LONDON, May 2, 2026, 19:44 BST
Wise PLC Class A investors face the company’s looming Nasdaq move with a new update on voting rights, putting governance back in the spotlight. On Friday, Wise disclosed it had 1,025,672,252 Class A ordinary shares outstanding, each carrying a single vote, alongside 204,338,749 Class B shares. However, after limits on CEO Kristo Käärmann’s Class B voting rights, total exercisable votes add up to 2,443,283,067.
The clock is ticking. The High Court has greenlit a scheme of arrangement—essentially a court-backed shuffle—that will see Wise Group plc step in as the parent company over Wise plc. Wise plc Class A shares are set for their last day of trading on May 8. Then, Wise Group Class A shares are slated to start trading in London and on Nasdaq come May 11.
Wise will drop its London-primary listing status, but isn’t leaving the city. The company says shifting its primary listing to the U.S. is aimed at unlocking strategic and capital-markets advantages, yet it’s keeping a U.K. listing to serve current investors.
Wise shares had been reflecting the listing news ahead of time. According to Bloomberg, Wise PLC finished May 1 at 1,083 pence in London, up 31.5p, or 3%. Fidelity pegged the market cap near £10.84 billion, with prices refreshed at 18:57 BST.
Wise’s latest operating update offers investors a pre-switch snapshot of its growth. For the fourth quarter, the company handled £49.4 billion in cross-border volume, a 26% jump from a year ago. Active customers reached 11.3 million. Underlying income — Wise’s preferred adjusted metric — came in at £435.3 million, up 24%. CEO Käärmann described ongoing progress on “building the network for the world’s money,” pointing to Wise’s infrastructure making cross-border payments “cheaper and faster.” Investegate
The U.S. connection is more than just a listing location for Wise. The company sees America as its largest growth prospect, and trading on Nasdaq brings it into the orbit of investors familiar with payments and fintech stocks. Rival Revolut, which remains private, is stepping up its own U.S. expansion; Reuters said in March that Revolut had applied for a U.S. bank charter and picked Cetin Duransoy to head its U.S. operations.

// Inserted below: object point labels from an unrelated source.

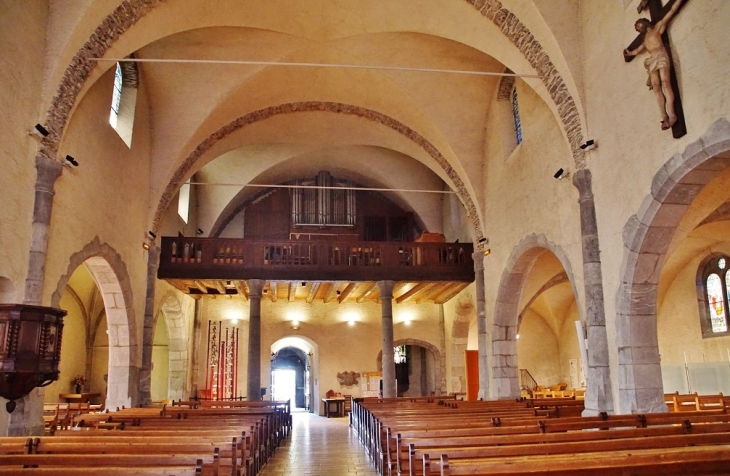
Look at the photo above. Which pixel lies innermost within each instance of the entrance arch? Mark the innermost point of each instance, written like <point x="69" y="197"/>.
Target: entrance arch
<point x="505" y="372"/>
<point x="110" y="275"/>
<point x="647" y="237"/>
<point x="310" y="349"/>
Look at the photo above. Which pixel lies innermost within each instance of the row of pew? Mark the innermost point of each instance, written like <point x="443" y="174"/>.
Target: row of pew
<point x="207" y="438"/>
<point x="549" y="436"/>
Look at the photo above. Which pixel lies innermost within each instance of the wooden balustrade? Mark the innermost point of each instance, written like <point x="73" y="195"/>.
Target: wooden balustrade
<point x="220" y="258"/>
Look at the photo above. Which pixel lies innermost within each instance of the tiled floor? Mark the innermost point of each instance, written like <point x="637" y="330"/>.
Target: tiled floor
<point x="320" y="446"/>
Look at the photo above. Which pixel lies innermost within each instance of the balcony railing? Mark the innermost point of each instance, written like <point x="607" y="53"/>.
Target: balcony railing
<point x="220" y="258"/>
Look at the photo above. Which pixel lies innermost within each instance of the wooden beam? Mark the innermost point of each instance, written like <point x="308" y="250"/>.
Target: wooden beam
<point x="242" y="291"/>
<point x="458" y="287"/>
<point x="368" y="291"/>
<point x="199" y="284"/>
<point x="273" y="291"/>
<point x="346" y="292"/>
<point x="434" y="290"/>
<point x="313" y="292"/>
<point x="220" y="286"/>
<point x="411" y="292"/>
<point x="331" y="292"/>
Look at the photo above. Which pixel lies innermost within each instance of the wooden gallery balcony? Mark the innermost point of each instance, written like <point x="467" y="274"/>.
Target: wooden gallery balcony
<point x="240" y="259"/>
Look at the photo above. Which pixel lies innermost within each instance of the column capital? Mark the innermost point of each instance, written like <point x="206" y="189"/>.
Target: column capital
<point x="47" y="170"/>
<point x="583" y="181"/>
<point x="478" y="258"/>
<point x="255" y="287"/>
<point x="386" y="289"/>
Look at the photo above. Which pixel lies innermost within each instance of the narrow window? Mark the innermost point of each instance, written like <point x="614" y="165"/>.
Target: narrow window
<point x="183" y="203"/>
<point x="124" y="100"/>
<point x="715" y="282"/>
<point x="116" y="97"/>
<point x="516" y="116"/>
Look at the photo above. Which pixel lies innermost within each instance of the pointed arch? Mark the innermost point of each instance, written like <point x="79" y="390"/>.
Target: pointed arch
<point x="505" y="374"/>
<point x="111" y="277"/>
<point x="647" y="236"/>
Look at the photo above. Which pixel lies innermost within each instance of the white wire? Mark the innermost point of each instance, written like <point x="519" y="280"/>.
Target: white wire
<point x="367" y="189"/>
<point x="312" y="65"/>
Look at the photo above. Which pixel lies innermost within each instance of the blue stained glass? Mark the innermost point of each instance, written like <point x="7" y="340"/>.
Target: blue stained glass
<point x="516" y="117"/>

The switch isn’t exactly simple. According to Wise’s U.S. registration statement, Wise Group plc is set to become the reporting entity once the reorganisation wraps up. The document flags some tax and regulatory gray areas for U.S. investors—most notably, the chance that U.S. tax authorities could dispute the company’s planned tax-deferred approach. There’s also a warning about PFIC status, a tax label for foreign firms with heavy passive income or assets; if Wise plc or Wise Group plc gets hit with that classification, it could trigger unfavorable tax consequences for shareholders.
Class A shareholders are staring at a straightforward timeline: Wise plc’s existing Class A shares are set for their last day of trading on May 8, with Wise Group plc Class A shares slated to kick off trading on both London and Nasdaq come May 11. What happens after? It’s all about demand—will the U.S. primary listing actually deliver more liquidity, or just distract from Wise’s mission to cut costs on cross-border transfers.